Seagrass habitats serve as a structural foundation for epifaunal communities. Habitats characterized by structural complexity often facilitate the co-existence of a higher number of species by buffering the effects of competition and predation (Gilinsky, 1984; Menge & Sutherland, 1976; Russ, 1980). This heightened structural complexity within habitats can indirectly regulate species interactions, particularly by curbing predation. This is achieved through the provision of increased refuge options for prey species, thereby reducing capture efficacy of predators (Hammerschlag-Peyer et al., 2013; Menge & Sutherland, 1976). The presence of numerous refuges are linked to heightened prey diversity, which has been shown to balance otherwise unstable predator-prey interactions (Heck & Orth, 1980; Orth et al., 1984).
Enhanced species diversity is pivotal to the improved functioning and resilience of ecosystems (Duffy et al., 2003; Unsworth et al., 2015). While the suitability of a particular species as a food source hinges largely on its abundance, relying on rare species for sustenance is unlikely (Balvanera et al., 2006; Duarte, 2000). Consequently, the preservation and enhancement of biodiversity, encompassing both species richness and abundance, assume a critical significance in bolstering trophic structures. This, in turn, ensures the overall vitality of ecosystems and ensures the sustained provision of ecosystem services.

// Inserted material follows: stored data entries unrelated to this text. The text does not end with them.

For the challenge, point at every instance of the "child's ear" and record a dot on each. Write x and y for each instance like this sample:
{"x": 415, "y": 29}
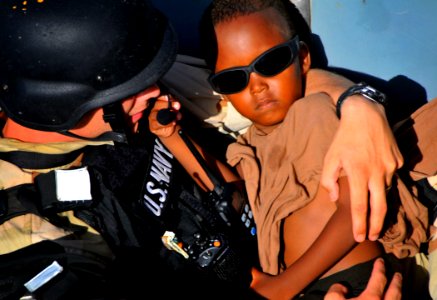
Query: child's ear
{"x": 304, "y": 57}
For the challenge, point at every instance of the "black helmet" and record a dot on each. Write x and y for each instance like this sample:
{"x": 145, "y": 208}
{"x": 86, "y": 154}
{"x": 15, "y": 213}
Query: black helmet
{"x": 59, "y": 59}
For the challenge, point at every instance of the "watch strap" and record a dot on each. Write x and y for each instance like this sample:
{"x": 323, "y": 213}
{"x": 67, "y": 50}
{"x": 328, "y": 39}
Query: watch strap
{"x": 363, "y": 89}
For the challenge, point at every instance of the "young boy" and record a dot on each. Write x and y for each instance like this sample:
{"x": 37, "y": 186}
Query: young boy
{"x": 302, "y": 236}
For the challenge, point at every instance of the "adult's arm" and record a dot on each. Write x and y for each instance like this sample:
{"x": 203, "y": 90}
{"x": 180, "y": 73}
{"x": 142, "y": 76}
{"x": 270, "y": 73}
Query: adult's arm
{"x": 375, "y": 288}
{"x": 364, "y": 148}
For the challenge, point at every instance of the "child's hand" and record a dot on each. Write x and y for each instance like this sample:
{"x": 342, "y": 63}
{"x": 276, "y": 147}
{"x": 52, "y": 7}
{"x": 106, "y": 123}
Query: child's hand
{"x": 156, "y": 125}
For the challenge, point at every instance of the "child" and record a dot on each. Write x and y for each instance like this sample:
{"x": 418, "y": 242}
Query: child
{"x": 281, "y": 156}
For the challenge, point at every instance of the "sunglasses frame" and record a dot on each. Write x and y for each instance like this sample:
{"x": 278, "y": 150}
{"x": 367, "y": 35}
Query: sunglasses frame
{"x": 292, "y": 44}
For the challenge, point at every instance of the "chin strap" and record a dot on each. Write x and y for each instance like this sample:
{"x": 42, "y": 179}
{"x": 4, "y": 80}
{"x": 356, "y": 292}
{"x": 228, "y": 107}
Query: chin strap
{"x": 114, "y": 115}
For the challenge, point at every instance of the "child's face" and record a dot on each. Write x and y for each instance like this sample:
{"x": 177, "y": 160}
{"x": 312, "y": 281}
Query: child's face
{"x": 265, "y": 100}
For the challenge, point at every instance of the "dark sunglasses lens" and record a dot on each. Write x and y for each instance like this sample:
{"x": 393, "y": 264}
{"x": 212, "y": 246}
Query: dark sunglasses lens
{"x": 274, "y": 62}
{"x": 229, "y": 82}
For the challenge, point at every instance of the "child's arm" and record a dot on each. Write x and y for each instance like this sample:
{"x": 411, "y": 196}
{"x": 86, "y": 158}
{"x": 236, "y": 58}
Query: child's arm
{"x": 364, "y": 147}
{"x": 333, "y": 243}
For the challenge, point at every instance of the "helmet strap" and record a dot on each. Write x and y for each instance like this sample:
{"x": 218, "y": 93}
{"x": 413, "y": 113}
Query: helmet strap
{"x": 114, "y": 115}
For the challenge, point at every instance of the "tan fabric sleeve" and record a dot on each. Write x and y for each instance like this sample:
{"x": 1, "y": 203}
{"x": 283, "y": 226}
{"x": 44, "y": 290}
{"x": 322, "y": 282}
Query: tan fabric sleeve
{"x": 417, "y": 140}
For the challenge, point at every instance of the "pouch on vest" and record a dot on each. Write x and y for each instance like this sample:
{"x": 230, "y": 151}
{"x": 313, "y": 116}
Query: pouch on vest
{"x": 193, "y": 231}
{"x": 82, "y": 275}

Epifaunal community structure in Zostera capensis beds was influenced directly by seagrass leaf size and density, and indirectly by environmental variables. Temperature notably shapes seagrass metrics, with warmer temperatures producing smaller, denser seagrass morphologies (Lawrence 2023, in press ). Persistent temperature increases may prompt a shift to smaller populations with distinct faunal associations. Further warming could narrow the range of larger populations, reducing overall faunal diversity. Increasing temperatures would also mean greater levels of evaporation. Rising temperatures also enhance evaporation, potentially favoring more desiccation-tolerant species. Fluctuations in seagrass abundance could heighten the risk of the further threatened Siphonaria compressa limpet.
Diminished epifaunal diversity in Zostera capensis beds in Langebaan Lagoon suggests decreased productivity and energy flow through trophic levels, especially for fish prey. As crucial sites for recreational and industrial fisheries in the lagoon and adjacent Saldanha Bay, the loss of seagrass habitats implies a loss of food and shelter for juvenile fish with critical consequences for these ecosystem services.